Das Bundesgericht beurteilt als letzte Instanz Fälle aus nahezu allen Rechtsgebieten. Es prüft auf Beschwerde von Betroffenen, ob das Recht beim angefochtenen Entscheid richtig angewendet wurde. Mit seinen Urteilen stellt das Bundesgericht die einheitliche Anwendung des Bundesrechts im ganzen Land sicher. Seine Entscheide tragen zur Entwicklung des Rechts und zu dessen Anpassung an veränderte Verhältnisse bei. Die anderen Gerichte und die Verwaltungsbehörden orientieren sich an der Rechtsprechung des Bundesgerichts und übernehmen dessen Grundsätze. Das Verfahren vor Bundesgericht findet auf dem schriftlichen Weg statt. Eine Gerichtsverhandlung mit Anhörung von Parteien und Zeugen oder Plädoyers der Anwälte gibt es nicht. Vielmehr stützt sich das Bundesgericht für sein Urteil auf die Fakten, wie sie von den Vorinstanzen festgestellt wurden und in den Akten des bisherigen Verfahrens aufgezeichnet sind. Kommt das Bundesgericht zum Schluss, dass ein unteres Gericht nicht korrekt entschieden hat, hebt es den angefochtenen Entscheid auf und schickt ihn gegebenenfalls zur neuen Beurteilung an die Vorinstanz zurück. Das Bundesgericht übt neben seiner Tätigkeit als oberstes Rechtsprechungsorgan die administrative Aufsicht über das Bundesstraf-, das Bundesverwaltungs- und das Bundespatentgericht aus.

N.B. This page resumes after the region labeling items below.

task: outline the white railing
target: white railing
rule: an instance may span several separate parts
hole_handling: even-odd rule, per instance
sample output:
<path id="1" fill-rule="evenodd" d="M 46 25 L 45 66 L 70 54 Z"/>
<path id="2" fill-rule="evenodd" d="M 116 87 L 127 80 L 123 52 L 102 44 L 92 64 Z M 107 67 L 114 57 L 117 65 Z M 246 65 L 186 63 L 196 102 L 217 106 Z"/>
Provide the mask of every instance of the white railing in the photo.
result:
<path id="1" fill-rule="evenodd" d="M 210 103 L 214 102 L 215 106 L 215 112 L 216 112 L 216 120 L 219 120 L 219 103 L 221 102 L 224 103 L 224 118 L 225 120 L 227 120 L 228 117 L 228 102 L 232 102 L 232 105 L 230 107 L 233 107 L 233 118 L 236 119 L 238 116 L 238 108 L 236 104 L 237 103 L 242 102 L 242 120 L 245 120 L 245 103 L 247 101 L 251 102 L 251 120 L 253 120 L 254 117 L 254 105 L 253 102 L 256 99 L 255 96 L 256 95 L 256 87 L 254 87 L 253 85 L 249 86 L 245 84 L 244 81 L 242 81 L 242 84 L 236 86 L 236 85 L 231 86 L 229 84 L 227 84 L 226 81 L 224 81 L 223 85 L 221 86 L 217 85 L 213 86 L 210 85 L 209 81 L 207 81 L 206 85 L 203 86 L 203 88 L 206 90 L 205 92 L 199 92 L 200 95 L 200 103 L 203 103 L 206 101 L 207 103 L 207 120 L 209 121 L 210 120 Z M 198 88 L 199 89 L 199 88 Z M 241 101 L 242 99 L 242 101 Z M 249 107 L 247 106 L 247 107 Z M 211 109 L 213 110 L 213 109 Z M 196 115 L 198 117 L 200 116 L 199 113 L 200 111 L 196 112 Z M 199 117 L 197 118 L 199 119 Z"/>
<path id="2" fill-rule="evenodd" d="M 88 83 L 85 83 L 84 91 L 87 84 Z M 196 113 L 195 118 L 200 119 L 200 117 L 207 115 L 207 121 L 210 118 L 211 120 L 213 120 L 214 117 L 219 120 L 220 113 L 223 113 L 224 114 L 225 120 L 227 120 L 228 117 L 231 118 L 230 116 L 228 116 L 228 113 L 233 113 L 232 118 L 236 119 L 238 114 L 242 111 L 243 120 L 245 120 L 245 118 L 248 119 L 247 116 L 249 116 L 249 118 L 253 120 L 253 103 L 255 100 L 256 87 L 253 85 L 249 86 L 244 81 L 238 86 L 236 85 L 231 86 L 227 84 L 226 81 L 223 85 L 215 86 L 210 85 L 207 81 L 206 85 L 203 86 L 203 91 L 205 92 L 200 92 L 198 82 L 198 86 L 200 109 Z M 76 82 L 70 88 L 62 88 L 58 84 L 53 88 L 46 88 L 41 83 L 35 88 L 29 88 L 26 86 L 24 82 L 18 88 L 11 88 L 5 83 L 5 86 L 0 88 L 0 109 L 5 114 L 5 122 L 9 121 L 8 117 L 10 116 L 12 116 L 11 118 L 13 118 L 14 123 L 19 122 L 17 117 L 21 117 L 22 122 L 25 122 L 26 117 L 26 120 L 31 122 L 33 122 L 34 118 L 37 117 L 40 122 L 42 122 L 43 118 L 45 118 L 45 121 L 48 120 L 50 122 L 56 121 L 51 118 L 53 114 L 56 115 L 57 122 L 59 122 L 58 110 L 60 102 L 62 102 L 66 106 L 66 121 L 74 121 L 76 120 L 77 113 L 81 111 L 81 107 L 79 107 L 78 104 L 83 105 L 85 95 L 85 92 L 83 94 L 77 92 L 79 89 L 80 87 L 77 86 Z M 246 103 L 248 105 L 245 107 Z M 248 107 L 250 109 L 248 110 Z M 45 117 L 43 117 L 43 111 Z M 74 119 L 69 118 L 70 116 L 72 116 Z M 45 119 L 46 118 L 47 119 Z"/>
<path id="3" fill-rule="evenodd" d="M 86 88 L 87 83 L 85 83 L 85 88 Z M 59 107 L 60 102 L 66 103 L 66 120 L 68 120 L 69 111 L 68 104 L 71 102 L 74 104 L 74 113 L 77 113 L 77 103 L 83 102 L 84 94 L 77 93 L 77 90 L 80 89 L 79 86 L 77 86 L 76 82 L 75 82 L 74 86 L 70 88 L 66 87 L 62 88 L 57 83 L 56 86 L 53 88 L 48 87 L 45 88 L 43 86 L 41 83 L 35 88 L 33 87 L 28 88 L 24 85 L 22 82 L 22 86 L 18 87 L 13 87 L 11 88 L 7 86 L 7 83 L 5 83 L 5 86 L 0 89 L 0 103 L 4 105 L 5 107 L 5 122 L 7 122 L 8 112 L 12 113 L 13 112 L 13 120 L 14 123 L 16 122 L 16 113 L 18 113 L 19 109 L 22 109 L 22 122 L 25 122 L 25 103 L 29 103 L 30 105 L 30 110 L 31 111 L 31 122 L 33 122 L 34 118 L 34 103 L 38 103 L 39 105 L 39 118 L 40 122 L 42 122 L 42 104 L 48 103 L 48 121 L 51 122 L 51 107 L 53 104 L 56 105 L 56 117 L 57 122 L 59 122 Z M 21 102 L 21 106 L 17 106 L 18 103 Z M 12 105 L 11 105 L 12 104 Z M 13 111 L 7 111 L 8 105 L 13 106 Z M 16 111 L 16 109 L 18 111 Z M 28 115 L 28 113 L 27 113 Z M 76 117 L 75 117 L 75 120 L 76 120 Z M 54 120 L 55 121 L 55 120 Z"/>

Das Bundesgericht hat seinen Sitz in Lausanne und gliedert sich für die Rechtsprechung in sieben Abteilungen, die jeweils für ihre spezifischen Rechtsgebiete zuständig sind. Es gibt zwei öffentlich-rechtliche, zwei zivilrechtliche, eine strafrechtliche und zwei sozialrechtliche Abteilungen; die beiden letzten haben ihren Standort in Luzern. Das Generalsekretariat kümmert sich um die administrativen Aufgaben des Gerichts.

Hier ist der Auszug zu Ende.